After the cells are joined, the ‘scaffolding material’ is removed, and the tissue is ready for transplant. Moreover, 2D inkjet printing also takes advantage of this technology platform. Biological printing allows extracellular matrix proteins to be inserted to provide a specific matrix for the cell, creating complex cell structures or transferring genes and enzymes into cells. Biological 3D printing, in its purest form, intends to print a cell layer on top of other cells or to create biological material. On the other hand, biological 3D printing will be a tool to promote the creation of complex, multi-cell tissues or organs.
Therefore, biological printing based on thermal inkjet printing is also the most suitable procedure for regenerative medicine and tissue engineering applications.
Additionally, biological 3D printing is applied to regenerative medicine, addressing the need for transplant-fitting tissues and organs that can give new hope for patients with serious tissue injuries or at the stage of organ failure. While researchers in regenerative medicine initially built tissue by hand to provide patients with the technology of this field, the process needs to be automated because manual access is time-consuming, technologically costly, and complicated. Biological 3D printing has the potential to offer a variety of advantages, such as reproducibility, precision, automation, scalability, and lower costs, the last features that can allow the tissue to be delivered as needed.
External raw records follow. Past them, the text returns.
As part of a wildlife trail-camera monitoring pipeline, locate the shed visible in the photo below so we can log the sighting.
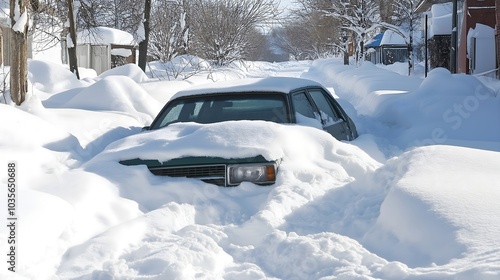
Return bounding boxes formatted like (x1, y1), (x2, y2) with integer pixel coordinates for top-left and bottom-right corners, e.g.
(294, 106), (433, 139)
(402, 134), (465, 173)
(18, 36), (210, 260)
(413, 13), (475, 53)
(427, 3), (452, 69)
(66, 27), (138, 75)
(365, 30), (408, 65)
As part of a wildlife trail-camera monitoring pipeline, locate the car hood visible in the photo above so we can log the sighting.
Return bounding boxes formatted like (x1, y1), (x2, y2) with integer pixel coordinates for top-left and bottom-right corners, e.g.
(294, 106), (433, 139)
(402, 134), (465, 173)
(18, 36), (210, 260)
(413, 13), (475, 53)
(86, 121), (379, 177)
(94, 121), (289, 162)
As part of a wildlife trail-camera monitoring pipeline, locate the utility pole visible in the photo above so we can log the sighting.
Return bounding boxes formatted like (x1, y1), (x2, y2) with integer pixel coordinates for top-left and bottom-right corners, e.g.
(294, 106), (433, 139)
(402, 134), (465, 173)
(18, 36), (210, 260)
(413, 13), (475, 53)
(450, 0), (458, 74)
(68, 0), (80, 79)
(138, 0), (151, 72)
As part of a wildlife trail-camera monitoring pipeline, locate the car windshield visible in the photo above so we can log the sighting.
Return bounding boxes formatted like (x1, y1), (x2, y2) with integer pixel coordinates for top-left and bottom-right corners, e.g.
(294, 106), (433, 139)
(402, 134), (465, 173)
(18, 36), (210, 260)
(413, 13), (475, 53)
(151, 93), (290, 129)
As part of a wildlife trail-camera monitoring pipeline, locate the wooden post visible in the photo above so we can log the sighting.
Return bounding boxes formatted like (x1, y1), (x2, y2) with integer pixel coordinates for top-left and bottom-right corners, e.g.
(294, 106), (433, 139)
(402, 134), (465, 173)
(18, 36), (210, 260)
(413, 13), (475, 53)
(10, 0), (28, 106)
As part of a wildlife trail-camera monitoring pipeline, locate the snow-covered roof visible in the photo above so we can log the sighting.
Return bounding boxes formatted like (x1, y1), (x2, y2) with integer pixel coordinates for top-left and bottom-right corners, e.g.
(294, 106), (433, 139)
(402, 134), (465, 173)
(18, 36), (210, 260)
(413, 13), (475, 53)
(380, 30), (406, 46)
(429, 3), (453, 37)
(365, 30), (406, 48)
(76, 26), (137, 46)
(172, 77), (322, 99)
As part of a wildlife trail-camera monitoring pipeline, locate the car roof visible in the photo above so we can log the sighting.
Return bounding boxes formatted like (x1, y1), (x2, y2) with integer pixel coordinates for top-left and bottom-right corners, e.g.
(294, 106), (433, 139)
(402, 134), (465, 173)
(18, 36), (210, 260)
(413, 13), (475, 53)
(172, 77), (323, 99)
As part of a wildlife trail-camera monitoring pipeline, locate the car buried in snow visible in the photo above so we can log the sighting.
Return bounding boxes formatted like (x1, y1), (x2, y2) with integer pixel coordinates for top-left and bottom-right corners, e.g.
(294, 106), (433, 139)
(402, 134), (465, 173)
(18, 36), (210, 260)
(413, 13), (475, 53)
(120, 77), (358, 186)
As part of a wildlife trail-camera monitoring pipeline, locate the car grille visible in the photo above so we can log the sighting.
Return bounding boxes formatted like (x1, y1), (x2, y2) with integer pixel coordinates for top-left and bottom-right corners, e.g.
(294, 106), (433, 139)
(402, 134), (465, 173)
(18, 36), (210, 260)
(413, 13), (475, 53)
(149, 164), (226, 186)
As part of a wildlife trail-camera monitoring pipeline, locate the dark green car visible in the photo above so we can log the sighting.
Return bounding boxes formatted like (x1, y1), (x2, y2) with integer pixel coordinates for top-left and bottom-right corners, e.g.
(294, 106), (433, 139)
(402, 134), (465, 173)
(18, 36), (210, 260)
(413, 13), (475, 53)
(120, 77), (358, 186)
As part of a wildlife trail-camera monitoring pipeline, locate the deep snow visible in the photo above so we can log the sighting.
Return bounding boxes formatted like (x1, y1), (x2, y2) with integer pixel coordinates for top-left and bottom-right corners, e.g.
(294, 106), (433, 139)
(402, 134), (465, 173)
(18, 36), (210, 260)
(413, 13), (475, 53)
(0, 59), (500, 279)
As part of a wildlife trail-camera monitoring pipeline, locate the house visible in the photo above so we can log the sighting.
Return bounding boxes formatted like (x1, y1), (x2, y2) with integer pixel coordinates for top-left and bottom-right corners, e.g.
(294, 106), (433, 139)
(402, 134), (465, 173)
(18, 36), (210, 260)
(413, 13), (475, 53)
(0, 16), (33, 66)
(457, 0), (497, 74)
(63, 27), (137, 75)
(364, 30), (408, 65)
(416, 0), (500, 75)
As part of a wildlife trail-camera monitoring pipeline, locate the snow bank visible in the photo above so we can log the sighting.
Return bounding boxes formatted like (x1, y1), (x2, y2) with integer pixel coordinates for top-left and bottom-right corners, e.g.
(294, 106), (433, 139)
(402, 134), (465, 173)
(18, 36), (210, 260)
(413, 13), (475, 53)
(65, 75), (161, 125)
(99, 63), (149, 84)
(303, 60), (500, 153)
(362, 146), (500, 278)
(28, 60), (89, 93)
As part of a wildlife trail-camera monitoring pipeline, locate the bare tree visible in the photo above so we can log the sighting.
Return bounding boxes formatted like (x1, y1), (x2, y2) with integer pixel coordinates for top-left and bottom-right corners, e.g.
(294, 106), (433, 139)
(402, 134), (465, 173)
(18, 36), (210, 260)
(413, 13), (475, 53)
(277, 0), (341, 59)
(325, 0), (380, 64)
(149, 0), (190, 62)
(380, 0), (420, 75)
(67, 0), (80, 79)
(191, 0), (277, 65)
(10, 0), (29, 105)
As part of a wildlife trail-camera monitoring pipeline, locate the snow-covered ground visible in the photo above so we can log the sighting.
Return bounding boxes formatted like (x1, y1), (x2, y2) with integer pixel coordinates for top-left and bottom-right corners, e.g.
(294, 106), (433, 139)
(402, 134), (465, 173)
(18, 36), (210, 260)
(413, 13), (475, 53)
(0, 56), (500, 279)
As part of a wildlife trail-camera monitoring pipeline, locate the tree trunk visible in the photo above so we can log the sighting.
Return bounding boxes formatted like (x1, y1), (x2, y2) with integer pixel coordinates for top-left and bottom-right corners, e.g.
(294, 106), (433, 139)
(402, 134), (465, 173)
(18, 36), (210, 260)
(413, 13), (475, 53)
(66, 0), (80, 79)
(10, 0), (28, 106)
(139, 0), (151, 72)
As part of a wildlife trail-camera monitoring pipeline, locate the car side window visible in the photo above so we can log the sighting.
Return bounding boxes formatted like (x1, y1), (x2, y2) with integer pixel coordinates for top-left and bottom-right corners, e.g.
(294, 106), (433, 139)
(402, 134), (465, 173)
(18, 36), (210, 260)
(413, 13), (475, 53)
(309, 89), (339, 126)
(292, 92), (315, 119)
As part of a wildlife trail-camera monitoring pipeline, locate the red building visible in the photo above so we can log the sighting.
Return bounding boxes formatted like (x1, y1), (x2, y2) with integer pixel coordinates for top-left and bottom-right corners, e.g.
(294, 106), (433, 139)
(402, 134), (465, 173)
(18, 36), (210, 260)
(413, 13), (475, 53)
(457, 0), (498, 74)
(416, 0), (500, 75)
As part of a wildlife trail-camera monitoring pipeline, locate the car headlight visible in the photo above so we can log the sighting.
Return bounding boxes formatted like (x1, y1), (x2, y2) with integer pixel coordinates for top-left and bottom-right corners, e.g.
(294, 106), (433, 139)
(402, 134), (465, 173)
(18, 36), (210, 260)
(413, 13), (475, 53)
(227, 163), (276, 185)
On the other hand, developments in biological printing have shown the ability to print high viability and preserved functions of stem cells (Shokoohian, Negahdari, and Vosough). They retain versatility, which can build new tissue structures and model systems for a wide range of applications in regenerative medicine. For example, a device called an Integrated Tissue, and Organ Printing System was developed by the Wake Forest Institute for Regenerative Medicine that creates biodegradable plastic living cells to build muscles, cartilage, and even bones. These portions of the implanted tissue have already been shown to survive in animal experiments. Therefore, it is possible to print replacement parts on the human body as soon as they affirm its long-term safety.